Elle sursauta, elle essaya de se retenir mais ne put, et elle commença à pleurer. Il n’y avait qu’à pleurer, c’était la seule chose à faire, ce qui convenait à tout ça, ce qui était bien en rapport. Le soulagement. Elle pleurait, appuyée bien droite contre le dossier de la banquette, ses deux mains toujours à plat de chaque côté d’elle. Les larmes coulaient, grosses, de ses deux grands yeux noirs cernés ; des sanglots de plus en plus forts secouaient son long petit corps et chaque sanglot lui faisait du bien, soulevait ce poids qui était en elle et qui retombait ensuite sur son cœur jusqu’au sanglot suivant. Elle ne voulait pas bouger, elle ne voulait pas parler, elle ne voulait rien que pleurer, rester là comme ça et pleurer.

Mme Collignot prit son grand sac en toile cirée posé près d’elle, en tira un tricot commencé, en laine verte, piqué de deux aiguilles jaunes, une serviette de toilette humide, deux caleçons de bain, une paire d’espadrilles, un roman écorné, une glace et enfin un mouchoir. Elle essuya les yeux et les joues d’Aline, lui pinça le nez, lui dit « Souffle !… », l’embrassa sur le front, coucha sa tête sur sa grosse et chaude poitrine et la berça comme un bébé.

— Cette gamine, dit M. Collignot, il faudra quand même la montrer à un docteur.

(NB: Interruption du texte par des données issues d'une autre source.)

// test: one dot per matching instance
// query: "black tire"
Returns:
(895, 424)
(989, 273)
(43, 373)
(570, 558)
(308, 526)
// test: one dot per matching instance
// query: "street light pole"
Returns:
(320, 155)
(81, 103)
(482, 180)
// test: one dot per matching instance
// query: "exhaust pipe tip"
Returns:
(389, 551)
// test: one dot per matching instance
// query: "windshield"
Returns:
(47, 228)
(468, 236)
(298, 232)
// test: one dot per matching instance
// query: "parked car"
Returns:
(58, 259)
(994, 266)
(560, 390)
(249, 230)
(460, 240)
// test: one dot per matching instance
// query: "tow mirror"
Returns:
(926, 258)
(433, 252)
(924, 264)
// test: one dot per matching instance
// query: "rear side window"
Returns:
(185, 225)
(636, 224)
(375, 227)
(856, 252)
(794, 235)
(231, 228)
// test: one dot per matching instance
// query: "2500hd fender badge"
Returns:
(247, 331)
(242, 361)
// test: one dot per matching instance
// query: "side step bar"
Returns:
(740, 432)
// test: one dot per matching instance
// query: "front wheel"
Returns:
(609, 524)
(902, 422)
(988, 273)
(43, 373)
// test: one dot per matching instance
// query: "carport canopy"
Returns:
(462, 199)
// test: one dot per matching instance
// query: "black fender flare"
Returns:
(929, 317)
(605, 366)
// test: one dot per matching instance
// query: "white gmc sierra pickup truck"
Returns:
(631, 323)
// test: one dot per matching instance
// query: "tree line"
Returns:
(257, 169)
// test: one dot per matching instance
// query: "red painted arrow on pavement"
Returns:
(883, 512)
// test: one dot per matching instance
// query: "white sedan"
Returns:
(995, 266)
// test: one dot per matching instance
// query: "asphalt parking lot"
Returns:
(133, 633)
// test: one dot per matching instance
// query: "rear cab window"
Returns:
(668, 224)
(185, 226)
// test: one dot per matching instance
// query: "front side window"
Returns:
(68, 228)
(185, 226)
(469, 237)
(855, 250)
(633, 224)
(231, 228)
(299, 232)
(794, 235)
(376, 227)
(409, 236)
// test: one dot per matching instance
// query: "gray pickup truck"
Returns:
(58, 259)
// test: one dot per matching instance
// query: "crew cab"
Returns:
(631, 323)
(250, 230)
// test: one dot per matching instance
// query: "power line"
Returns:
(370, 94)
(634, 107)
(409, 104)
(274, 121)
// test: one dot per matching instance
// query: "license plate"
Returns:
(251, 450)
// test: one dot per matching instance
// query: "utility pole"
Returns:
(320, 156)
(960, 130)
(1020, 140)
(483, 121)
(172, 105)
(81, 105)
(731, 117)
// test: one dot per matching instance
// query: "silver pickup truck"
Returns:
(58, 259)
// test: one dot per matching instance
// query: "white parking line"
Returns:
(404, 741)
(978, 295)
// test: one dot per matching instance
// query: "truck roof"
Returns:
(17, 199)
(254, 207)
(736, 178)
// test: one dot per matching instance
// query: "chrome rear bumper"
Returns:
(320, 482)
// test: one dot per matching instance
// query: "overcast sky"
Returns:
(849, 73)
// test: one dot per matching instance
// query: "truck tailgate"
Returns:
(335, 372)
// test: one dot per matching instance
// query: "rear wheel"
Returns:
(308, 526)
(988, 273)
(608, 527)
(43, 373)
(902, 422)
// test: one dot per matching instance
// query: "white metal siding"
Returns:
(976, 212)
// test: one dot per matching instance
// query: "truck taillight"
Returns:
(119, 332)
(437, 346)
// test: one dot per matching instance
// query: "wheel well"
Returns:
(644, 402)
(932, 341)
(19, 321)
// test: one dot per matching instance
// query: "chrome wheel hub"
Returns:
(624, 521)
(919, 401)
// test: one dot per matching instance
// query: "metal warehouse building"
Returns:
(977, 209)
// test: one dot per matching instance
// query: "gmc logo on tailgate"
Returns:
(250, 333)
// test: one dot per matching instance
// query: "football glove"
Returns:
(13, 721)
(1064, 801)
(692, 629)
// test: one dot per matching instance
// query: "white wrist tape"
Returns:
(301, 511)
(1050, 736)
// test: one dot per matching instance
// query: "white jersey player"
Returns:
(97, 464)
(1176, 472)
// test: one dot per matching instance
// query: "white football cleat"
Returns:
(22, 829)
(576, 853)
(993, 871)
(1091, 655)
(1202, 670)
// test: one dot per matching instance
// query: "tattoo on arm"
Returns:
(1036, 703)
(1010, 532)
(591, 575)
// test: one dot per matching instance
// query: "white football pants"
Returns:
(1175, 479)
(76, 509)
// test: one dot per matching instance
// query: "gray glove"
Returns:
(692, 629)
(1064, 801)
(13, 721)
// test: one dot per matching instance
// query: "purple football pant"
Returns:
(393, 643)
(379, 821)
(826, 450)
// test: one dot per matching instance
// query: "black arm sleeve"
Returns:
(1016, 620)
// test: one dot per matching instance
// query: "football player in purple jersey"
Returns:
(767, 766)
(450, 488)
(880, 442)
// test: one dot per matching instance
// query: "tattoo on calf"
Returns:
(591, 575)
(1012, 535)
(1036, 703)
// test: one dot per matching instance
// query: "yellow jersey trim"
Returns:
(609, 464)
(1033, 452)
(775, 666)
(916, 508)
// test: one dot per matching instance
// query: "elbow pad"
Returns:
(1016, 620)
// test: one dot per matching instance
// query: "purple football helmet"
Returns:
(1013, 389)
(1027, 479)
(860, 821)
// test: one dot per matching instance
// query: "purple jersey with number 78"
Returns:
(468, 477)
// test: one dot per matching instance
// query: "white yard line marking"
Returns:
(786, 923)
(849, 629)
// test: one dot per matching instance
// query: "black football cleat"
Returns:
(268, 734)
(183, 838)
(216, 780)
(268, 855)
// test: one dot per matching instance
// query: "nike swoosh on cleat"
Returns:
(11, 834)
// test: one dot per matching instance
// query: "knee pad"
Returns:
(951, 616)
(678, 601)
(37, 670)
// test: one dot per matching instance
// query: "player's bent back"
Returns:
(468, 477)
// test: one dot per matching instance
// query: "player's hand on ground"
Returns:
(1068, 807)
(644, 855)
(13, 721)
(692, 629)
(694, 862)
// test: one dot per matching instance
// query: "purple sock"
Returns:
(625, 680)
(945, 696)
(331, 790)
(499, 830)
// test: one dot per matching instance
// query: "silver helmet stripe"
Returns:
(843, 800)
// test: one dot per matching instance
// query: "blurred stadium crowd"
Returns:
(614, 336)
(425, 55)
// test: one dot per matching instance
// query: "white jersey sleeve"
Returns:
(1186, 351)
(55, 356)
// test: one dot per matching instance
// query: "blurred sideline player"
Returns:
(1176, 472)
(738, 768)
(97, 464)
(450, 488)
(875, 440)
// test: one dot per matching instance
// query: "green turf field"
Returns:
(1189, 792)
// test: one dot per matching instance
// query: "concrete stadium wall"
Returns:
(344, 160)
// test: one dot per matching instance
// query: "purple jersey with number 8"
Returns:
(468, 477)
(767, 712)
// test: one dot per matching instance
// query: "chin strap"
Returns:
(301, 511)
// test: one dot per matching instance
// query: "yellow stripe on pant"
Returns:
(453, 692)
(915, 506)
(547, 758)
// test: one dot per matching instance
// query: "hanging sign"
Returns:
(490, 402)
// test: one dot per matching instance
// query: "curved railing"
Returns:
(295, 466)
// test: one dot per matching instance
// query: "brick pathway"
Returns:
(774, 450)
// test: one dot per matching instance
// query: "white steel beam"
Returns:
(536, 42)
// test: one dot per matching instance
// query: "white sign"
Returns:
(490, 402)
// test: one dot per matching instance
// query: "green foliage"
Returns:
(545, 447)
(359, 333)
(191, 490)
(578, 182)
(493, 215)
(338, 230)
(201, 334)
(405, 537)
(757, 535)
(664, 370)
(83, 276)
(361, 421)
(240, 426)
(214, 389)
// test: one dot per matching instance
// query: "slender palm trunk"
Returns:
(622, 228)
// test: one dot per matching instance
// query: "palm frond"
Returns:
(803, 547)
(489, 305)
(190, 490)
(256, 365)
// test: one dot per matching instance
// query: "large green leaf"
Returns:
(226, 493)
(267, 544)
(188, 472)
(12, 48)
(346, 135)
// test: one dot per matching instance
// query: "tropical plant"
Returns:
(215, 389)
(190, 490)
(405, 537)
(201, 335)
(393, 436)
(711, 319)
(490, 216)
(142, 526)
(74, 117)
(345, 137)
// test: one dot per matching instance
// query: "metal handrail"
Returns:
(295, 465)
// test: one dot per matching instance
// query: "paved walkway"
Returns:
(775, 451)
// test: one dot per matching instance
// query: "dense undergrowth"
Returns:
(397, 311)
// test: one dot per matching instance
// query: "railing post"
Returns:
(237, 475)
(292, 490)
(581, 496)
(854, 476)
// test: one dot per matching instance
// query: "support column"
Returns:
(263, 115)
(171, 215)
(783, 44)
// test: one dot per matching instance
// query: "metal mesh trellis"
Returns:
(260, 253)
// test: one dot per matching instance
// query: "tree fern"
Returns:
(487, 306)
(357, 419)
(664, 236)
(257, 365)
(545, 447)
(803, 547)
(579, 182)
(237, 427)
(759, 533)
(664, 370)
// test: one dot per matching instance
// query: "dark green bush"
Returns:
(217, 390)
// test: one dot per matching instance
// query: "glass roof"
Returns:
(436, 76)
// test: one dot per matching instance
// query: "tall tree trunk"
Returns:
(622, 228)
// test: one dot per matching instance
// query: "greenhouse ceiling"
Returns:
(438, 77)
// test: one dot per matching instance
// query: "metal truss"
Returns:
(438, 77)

— Pas besoin de docteur, dit Mme Collignot d’une voix un peu tendre. C’est son âge…

M. Collignot rougit.

Le vent d’ouest continuait à plaquer la pluie contre les vitres. De la cuisine, le patron passa sa tête par le guichet. Il regarda les clients sans les voir. Il était rouge, le visage couvert de sueur. Il ouvrit la bouche, but un grand bol d’air et replongea vers son fourneau. Il prit par la queue un poisson enfariné et le jeta dans l’huile bouillante.